About fifteen years ago I went on the FA’s Level 1 football coaching course. I expected to learn a few things to help me as a volunteer parent be a better football manager/coach to a group of under 7 boys. After some introductions and form filling – the first question was “What’s your philosophy?”. Now that was not what I was expecting.

I remember coming up with some answer about participation, fun etc but it wasn’t a fully thought through or well-formed answer.

If I was writing now, to myself then, there are lots of things I would want to say.

Last week a CEO I’m working with shared with me an email he’d sent to his new General Manager and I remembered the football course. 

I was blown away by his email. I loved it.

It was well written and the content, and style felt incredibly wise, useful, challenging and caring.

I’ve changed the names, but with the author’s permission, here’s the email.

What do you think? (and what’s your equivalent for someone joining your team?)


Mike,

Welcome to your new role as General Manager. I have appreciated the way you have stepped up in recent months as the team has struggled and I am excited to get you on board and keen to work with you to make sure it is a success.

Some general thoughts about leadership from someone with many years of experience of getting it wrong!

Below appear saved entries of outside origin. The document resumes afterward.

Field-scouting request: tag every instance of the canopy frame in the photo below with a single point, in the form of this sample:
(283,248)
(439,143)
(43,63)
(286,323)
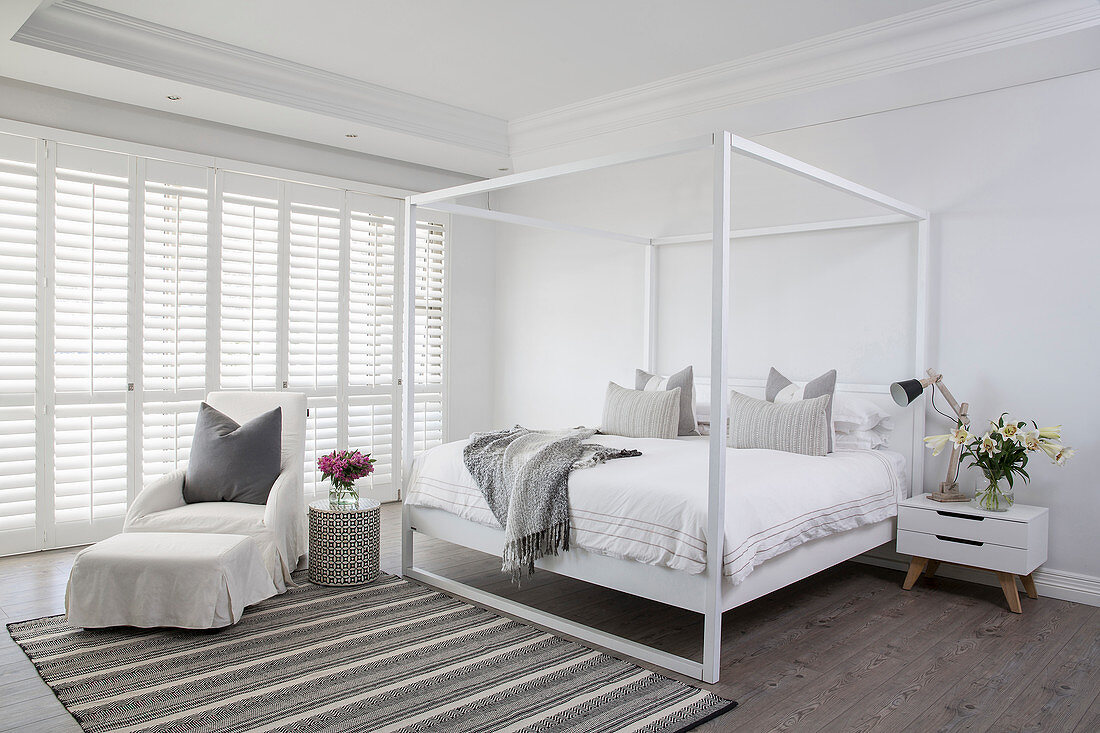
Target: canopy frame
(724,145)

  1. You will make mistakes and you will learn from them. I want you to make mistakes – this is the only way to succeed. The other way is not to make decisions and that will get us nowhere. Be confident!
  2. This cannot be fixed overnight. Have a well-considered plan, communicate it (regularly) and execute it. You will change and update it and learn along the way. But don’t change it too often or you will never know if things work – success takes time.
  3. Your success will be built on a competent team of leaders you trust and are empowered to make decisions and make mistakes, just like you are. If you chase every mistake they make and try to fix it yourself you will fail. Support your team, encourage them, guide them, advise them, but let them make the decisions and own both their successes and failures.
  4. Some people will not be capable of making the grade. If you feel, after giving them the right support and guidance, someone cannot do their job you need to replace them (not try to do it for them). Do it respectfully, but do it. For me it’s the toughest part of any leadership role, but if you want a successful team it is vital.
  5. Don’t create a team of people that are a mirror image of you. Great teams are made up of people with a range of skills and perspectives. You need this diversity. Look at Larry and I – you couldn’t meet two people with a more different outlook on our business, but I recognise his creativity and flair is a vital balance to my structure and commercial acumen. This combination is key to how we have great products that also make money!
  6. Behave in a way that you want others to behave. People will look at you and your behaviours will be reflected in the rest of the organisation.
  7. Look after yourself physically and mentally. Eat well, sleep well, exercise, take breaks (short and long), have people you trust that you can test ideas on and get advice from. Tiredness and too much stress does not make for good decision making.
  8. Celebrate success with the team. At every opportunity.

We will work closely over the coming weeks and months and you have my full support to make this a great success. Always a phone call away if you need me.